Ash and embers
I awoke to the smell of smoke. My immediate reaction was to check on the boys, who were both sleeping soundly, uncovered and sweaty at the edges. The smoke was an outside odour, seeping through open windows to flip my worry switch for the day.
I tried to address my alarm at the unimaginitively named Gowy Woodland Park: a mix of grassland and trees growing on a former landfill site next to the River Gowy. Despite its unglamourous foundations, it's popular with dog-walkers, especially when seeking shade and water. I enjoy the hodgepodge habitats, something about the close canopy of the trees, open meadows and slow river usually comforts my brain.
The grass was bleached bone white while the clover and dock remained indefatigably green. In my eyeline, the hogweed had gone to seed in crisp parasols while a grasshopper by my feet out-buzzed the power lines.
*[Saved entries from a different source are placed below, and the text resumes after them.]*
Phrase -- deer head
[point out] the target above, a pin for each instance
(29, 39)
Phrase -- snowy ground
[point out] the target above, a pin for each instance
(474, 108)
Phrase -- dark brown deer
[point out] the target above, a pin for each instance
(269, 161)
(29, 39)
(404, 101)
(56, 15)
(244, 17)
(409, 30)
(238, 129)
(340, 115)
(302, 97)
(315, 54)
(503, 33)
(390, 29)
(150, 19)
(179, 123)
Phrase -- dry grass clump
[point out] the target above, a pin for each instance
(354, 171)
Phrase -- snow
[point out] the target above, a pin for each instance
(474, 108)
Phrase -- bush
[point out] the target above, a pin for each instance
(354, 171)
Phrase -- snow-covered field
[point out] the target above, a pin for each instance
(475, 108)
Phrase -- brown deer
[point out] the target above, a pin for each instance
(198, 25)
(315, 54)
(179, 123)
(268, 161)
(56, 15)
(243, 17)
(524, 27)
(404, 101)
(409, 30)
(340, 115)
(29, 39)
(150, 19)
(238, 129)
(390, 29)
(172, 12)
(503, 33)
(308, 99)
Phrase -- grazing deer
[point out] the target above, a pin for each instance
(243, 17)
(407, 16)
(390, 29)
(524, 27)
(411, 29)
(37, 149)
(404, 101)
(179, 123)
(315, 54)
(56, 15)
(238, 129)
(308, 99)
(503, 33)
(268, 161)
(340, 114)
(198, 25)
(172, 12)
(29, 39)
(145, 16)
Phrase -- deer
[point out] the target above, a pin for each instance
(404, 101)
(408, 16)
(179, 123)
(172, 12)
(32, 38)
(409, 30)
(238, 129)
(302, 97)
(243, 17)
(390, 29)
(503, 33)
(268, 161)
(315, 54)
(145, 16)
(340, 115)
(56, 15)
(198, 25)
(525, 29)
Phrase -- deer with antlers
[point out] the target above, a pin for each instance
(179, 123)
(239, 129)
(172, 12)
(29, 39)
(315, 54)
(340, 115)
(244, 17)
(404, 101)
Demoiselles drifted at the river's edge where eager paws have churned the clay into a muddy chute directly down to the low-lying river. The pale wings of meadow brown butterflies lifted from the path as I passed, making me think of ash on the breeze, their orange underwings hinting at embers.
St Swithun's Day, 15 July, is a day of folkloric weather forecasting with potential pagan roots and some scientific support, according to the Royal Meteorological Society. Here's the proverb in full:
St Swithun's day if thou dost rain
For forty days it will remain
St Swithun's day if thou be fair
For forty days 'twill rain nae mare
In an ill omen, this year it was marked with unprecedented 'firewave' conditions. The smoke I smelled could have been from wildfires to the north east on Saddleworth Moor and Tintwistle Moor, or west on Conwy Mountain. Forty more days? I bloody hope not.